Sinergi dalam Merawat Ruang Terbuka Hijau
Meski kini masyarakat memiliki kebebasan akses, pemeliharaan fasilitas publik ini tetap menjadi prioritas utama yang memerlukan kerja sama semua pihak.
Pemerintah daerah menitipkan pesan agar keleluasaan ini diimbangi dengan kesadaran menjaga lingkungan melalui beberapa langkah nyata:
- Tanggung Jawab Kebersihan: Pengunjung diminta secara aktif menjaga keasrian dengan tidak meninggalkan sampah di area rumput.
- Perlindungan Vegetasi: Menghindari tindakan yang dapat merusak tanaman hias maupun tata kelola taman yang telah dirapikan.

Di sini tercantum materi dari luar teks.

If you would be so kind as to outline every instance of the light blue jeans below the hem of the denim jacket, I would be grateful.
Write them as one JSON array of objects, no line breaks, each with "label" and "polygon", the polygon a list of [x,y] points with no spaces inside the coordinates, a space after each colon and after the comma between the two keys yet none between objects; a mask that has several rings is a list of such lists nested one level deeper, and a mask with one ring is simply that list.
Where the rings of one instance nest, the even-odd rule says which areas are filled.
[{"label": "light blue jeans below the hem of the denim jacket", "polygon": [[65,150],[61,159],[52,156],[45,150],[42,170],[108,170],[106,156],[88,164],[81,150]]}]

- Menjaga Visual Kota: Kesadaran bersama untuk mempertahankan keindahan alun-alun agar tetap menjadi pemandangan yang membanggakan bagi siapa pun.
Catatan Historis dan Pertimbangan Perawatan
Jika melihat ke belakang, kebijakan pembatasan area rumput ini sebenarnya telah berjalan selama hampir satu dekade, tepatnya sejak tahun 2017.
Kala itu, kondisi tanah yang mulai gundul memaksa Dinas Lingkungan Hidup (DLH) melakukan rehabilitasi total. Selama masa pemulihan, area tersebut hanya dibuka untuk agenda besar tertentu, seperti ibadah hari raya atau acara nonton bersama.

Keputusan untuk membuka kembali akses ini tentu memiliki konsekuensi pada beban anggaran daerah. Secara teknis, biaya pemeliharaan untuk rumput yang digunakan secara intensif jauh lebih tinggi dibandingkan saat area ditutup.
Diperkirakan, anggaran untuk menjaga kualitas rumput agar tetap layak dan hijau bisa menyentuh angka 600 juta rupiah per tahun, mencakup pemupukan hingga penggantian rumput yang aus.
Menuju Ikon Banyumas yang Lebih Modern
Kini, Alun-Alun Purwokerto berdiri sebagai simbol keterbukaan dan kemajuan tata kota di Banyumas. Penghapusan pembatasan fisik ini mempertegas identitas alun-alun sebagai ruang publik yang inklusif dan berkelanjutan bagi masa depan.
Keberlanjutan konsep ruang terbuka yang nyaman ini kini berada di tangan masyarakat dan pemerintah. Melalui perawatan rutin yang terprogram serta perilaku pengunjung yang tertib, Alun-Alun Purwokerto diharapkan tetap menjadi tempat rekreasi yang mempesona dan mempererat harmoni warga.